Over the last month I have had the opportunity to add 4 additional nodes to a RAC environment. The current environment was 4 nodes running Suse 9. The decision was made that instead of replacing the existing nodes, we would add and make it an 8 node cluster. If you had the opportunity to read my post on CPU Utilization, you will understand that what we really did was increase our capacity by increasing the availability of CPU time for more transactions. Our Arrival Rate can increase without impacting our response time -- provided of course we can balance our workload across the nodes appropriately. On the horizon is an upgrade to 11gR2, so the new nodes are running Suse 10. The older nodes will be removed as we have the new one's stable and upgraded to Suse10.
The decision to run with a mix OS for a short period of time was not without at least one quirk. If you have an OCFS2 mount point you will not be able to mount it on both versions, its either 9 or 10. This is unfortunate even in the short term. The use of external tables or even jobs that still use UTL_FILE will have fail if they happen to start on one of the nodes the filesystem is not mounted on. A work around would be service groups, however that may require some code changes that might not make sense in the short term.
A work around that has been effective in the short term, is to set the local_listener on the nodes that do not have the OCFS2 filesystem to a listener where the filesystem is mounted. Let's say I have a host ORL1 and ORL2 that have the filesystem mounted, but I have ORL3 where the filesystem can not be mounted at this time.
Ensure that the TNSNAMES.ORA on ORL3 has the Listener for one of the two nodes where the filesystem is mounted:
(address = (protocol = tcp)(host = oral.medai.com)(port = 1521))
Then I change the parameter local_listener to one of the 2 hosts listeners:
alter system set local_listener=LISTENER_ORL1 scope=memory sid='orl3';
This changes the parameter only in memory and only for instance ORL3.
Now if any session connects to the listener on ORL3 it will be redirected to ORL1. Of course, this means no jobs will be directed to ORL3 which defeats the purpose of adding the additional nodes. This is only a temporary solution to adding the new nodes before removing the older nodes for upgrade of the OS.
Manipulating the local_listener parameter is also a way to redirect jobs away from a node that you may be preparing to perform maintenance. This allows jobs to continue to process that have already started, but will prevent additional jobs from starting on the instance. Allows you to bounce the instance, or node in order to perform maintenance without having to kill processes. Doesn't solve the issue if you are using inter-instance parallelism and you want to take down a instance or node for maintenance as that is a whole other discussion.

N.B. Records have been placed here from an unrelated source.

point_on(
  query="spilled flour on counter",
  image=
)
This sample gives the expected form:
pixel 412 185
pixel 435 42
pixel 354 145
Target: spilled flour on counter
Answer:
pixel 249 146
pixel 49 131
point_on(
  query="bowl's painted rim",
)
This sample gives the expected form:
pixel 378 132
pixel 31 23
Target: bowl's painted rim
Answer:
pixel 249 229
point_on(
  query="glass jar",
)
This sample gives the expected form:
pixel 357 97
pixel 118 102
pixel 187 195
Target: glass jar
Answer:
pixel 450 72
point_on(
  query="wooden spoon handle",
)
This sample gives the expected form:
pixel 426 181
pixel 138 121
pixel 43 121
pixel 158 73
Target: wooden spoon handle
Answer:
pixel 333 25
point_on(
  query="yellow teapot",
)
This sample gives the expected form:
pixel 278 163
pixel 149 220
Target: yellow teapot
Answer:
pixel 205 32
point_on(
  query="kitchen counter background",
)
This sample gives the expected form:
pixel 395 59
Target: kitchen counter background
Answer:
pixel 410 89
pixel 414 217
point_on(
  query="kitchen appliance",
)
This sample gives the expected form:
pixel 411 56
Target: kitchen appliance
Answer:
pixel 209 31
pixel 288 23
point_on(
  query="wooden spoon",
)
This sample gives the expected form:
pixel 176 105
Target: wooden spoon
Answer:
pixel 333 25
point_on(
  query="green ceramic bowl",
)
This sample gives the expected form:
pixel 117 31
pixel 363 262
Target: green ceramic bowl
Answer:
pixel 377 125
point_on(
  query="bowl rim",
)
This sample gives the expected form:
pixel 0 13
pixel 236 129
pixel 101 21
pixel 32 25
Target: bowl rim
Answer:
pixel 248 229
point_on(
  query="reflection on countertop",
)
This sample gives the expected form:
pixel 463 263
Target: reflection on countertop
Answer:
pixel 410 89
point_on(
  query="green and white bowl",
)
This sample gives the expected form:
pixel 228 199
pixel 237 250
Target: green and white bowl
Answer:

Although its not supported and Oracle strongly suggests not running in a mix OS version, it does work and will allow you the opportunity to upgrade your OS one host at a time. But its not without quirks and you need to ready to either handle the quirks or research the quirks. The OCFS2 is just quirk, I'm sure there are more I just haven't been able to pinpoint the actual issues we have experienced with the different OS versions. Although I will say each node that I have add different problems have appeared, but I think that's just Oracle and the utilities they have created to make things easier.
If anyone has some other quirks or gotchas please feel to list them out.